Food Allergy: Back-to-School Tips
Back-to-School Tips: Food Allergies in Elementary School-Aged Children
For children with food allergies, returning to school can be a time of concern and even fear for the child as well as their parents. A food allergic reaction can be potentially severe and is called anaphylaxis. A smooth transition into school can be accomplished by developing a coordinated, pro-active plan with the school and your physician. He is a short checklist:
Meet with the teacher, principal, school nurse, and food service coordinator.
- Identify the food(s) that need to be avoided and review the symptoms of the child’s allergic reaction
- Discuss avoidance of the particular food(s; for example: no food sharing, use a placemat where only safe foods can be. A separate table is not usually necessary for older children.
- Identify “safe” and “unsafe” foods; if age appropriate, teach how to read a food label.

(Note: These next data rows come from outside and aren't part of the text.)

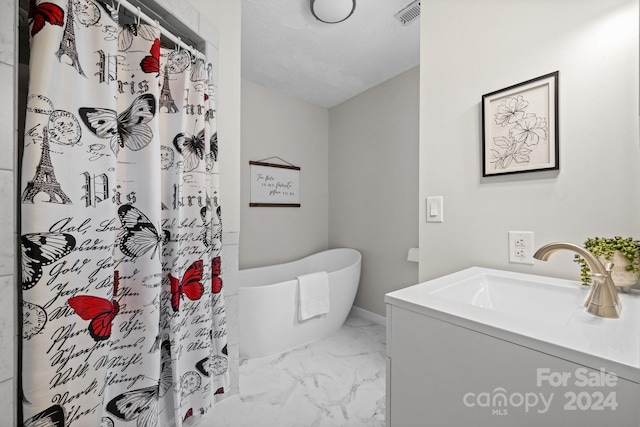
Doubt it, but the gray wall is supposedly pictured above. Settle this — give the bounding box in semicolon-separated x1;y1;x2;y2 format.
419;0;640;282
231;0;640;320
240;80;329;269
240;68;419;317
329;66;420;316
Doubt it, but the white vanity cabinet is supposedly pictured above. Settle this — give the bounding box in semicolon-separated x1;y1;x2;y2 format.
385;270;640;427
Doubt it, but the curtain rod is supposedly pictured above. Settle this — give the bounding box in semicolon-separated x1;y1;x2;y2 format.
115;0;206;60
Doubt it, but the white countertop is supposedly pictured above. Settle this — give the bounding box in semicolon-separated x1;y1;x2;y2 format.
385;267;640;383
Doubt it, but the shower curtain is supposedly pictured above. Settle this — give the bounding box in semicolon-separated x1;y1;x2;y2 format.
21;1;228;425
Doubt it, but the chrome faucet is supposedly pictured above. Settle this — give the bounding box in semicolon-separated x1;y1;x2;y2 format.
533;242;622;319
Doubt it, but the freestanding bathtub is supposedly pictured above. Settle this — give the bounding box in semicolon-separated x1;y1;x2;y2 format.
239;248;361;358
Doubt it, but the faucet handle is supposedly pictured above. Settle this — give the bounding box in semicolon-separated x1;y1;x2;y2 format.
585;274;604;308
604;262;614;273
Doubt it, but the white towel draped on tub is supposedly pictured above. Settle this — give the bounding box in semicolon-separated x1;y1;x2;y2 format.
297;271;330;321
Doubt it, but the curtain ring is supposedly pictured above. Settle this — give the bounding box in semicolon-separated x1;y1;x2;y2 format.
176;38;182;52
109;0;120;20
136;6;142;26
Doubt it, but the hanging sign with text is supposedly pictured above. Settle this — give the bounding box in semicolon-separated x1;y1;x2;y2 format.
249;161;301;207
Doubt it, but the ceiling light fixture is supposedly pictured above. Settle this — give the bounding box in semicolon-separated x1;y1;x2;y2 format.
310;0;356;24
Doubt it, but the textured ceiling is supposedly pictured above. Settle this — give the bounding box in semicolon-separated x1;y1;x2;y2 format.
241;0;420;108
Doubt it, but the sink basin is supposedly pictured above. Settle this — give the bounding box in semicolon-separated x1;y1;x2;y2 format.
384;267;640;382
430;272;583;325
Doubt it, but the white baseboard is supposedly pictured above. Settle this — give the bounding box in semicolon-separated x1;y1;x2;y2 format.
350;306;386;326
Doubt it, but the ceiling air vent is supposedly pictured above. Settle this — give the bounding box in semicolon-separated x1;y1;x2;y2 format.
394;0;420;26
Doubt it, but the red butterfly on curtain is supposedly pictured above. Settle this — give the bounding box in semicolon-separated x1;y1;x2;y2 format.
211;256;222;294
68;271;120;341
140;39;161;75
29;0;64;37
168;260;204;312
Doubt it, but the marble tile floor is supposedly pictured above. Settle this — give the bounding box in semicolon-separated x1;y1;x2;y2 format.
206;312;386;426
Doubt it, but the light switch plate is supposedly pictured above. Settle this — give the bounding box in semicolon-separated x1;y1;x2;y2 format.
426;196;443;223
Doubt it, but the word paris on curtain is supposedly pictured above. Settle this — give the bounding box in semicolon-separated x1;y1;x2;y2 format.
21;1;228;425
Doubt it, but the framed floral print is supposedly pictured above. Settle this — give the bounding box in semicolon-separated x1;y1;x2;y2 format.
482;71;559;176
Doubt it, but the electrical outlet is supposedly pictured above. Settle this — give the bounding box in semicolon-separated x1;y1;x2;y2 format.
508;231;534;264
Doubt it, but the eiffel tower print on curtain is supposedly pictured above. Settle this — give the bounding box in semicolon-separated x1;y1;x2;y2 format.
55;0;86;77
21;127;72;205
160;64;179;113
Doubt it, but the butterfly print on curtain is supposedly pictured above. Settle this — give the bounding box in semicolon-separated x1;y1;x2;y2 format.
199;207;211;248
169;260;204;312
104;339;173;425
140;39;161;75
118;23;158;52
173;128;205;172
79;93;157;156
117;204;163;260
21;232;76;290
106;385;159;427
211;256;222;294
68;271;120;341
205;132;217;172
23;403;65;427
28;0;64;36
159;340;173;397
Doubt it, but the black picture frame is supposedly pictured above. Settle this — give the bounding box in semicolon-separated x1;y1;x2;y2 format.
482;71;559;177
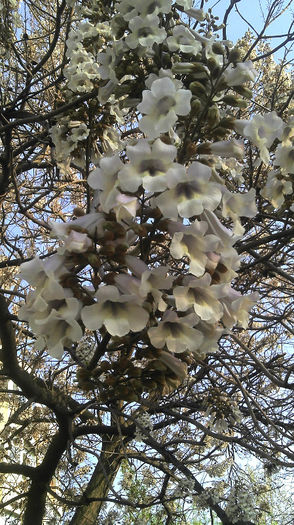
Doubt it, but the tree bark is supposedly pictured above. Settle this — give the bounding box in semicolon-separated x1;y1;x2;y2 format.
69;434;125;525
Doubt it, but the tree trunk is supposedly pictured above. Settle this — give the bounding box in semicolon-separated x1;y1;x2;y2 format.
69;434;124;525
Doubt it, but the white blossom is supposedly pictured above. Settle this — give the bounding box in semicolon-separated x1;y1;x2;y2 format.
275;142;294;173
261;170;292;209
169;220;219;277
118;138;185;192
88;154;124;213
185;7;205;20
137;77;192;139
19;255;68;288
145;68;183;90
204;140;244;159
223;61;257;86
220;288;259;328
19;296;83;359
50;212;105;241
126;15;166;50
81;285;149;336
148;310;203;354
221;188;257;234
234;111;285;164
166;25;202;55
155;162;222;219
61;230;93;254
173;273;224;323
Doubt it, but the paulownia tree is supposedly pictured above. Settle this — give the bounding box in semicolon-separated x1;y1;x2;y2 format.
0;0;293;524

- Have a plan for cafeteria, classroom, bus, and other school-sponsored activities
- Have clearly labeled “safe snacks” available for the child
- Send a sack lunch or meet with food service personnel to review menus to identify “safe meals” and discuss “cross contamination” through using common utensils.
- Review the correct use and indications of the self-injectable epinephrine (EpiPenTM) and discuss the location of the epinephrine so it is immediately available if needed.
- Identify if your child has asthma as this increases the risk for a severe food reaction
Provide the school with a Food Allergy Action Plan signed by your doctor; see www.foodallergy.org/
- Contains information on symptoms of an allergic reaction, when and how to use medications, contact information, photo, and follow up.
Provide school with self-injectable epinephrine (EpiPenTM or EpiPen, Jr. TM based on child’s weight); check expiration date.
Provide child with medical identification as a bracelet, necklace or other form. They come in various styles and colors. There are many places these can be obtained. Our daughter is very happy with the bracelet from Lauren’s Hope (www.laurenshope.com).
Check with your allergist….he/she may be willing to give a presentation to your school or classroom. I’m willing and available— just ask!
This information is solely for informational purposes and not intended as a substitute for consultation with a medical professional.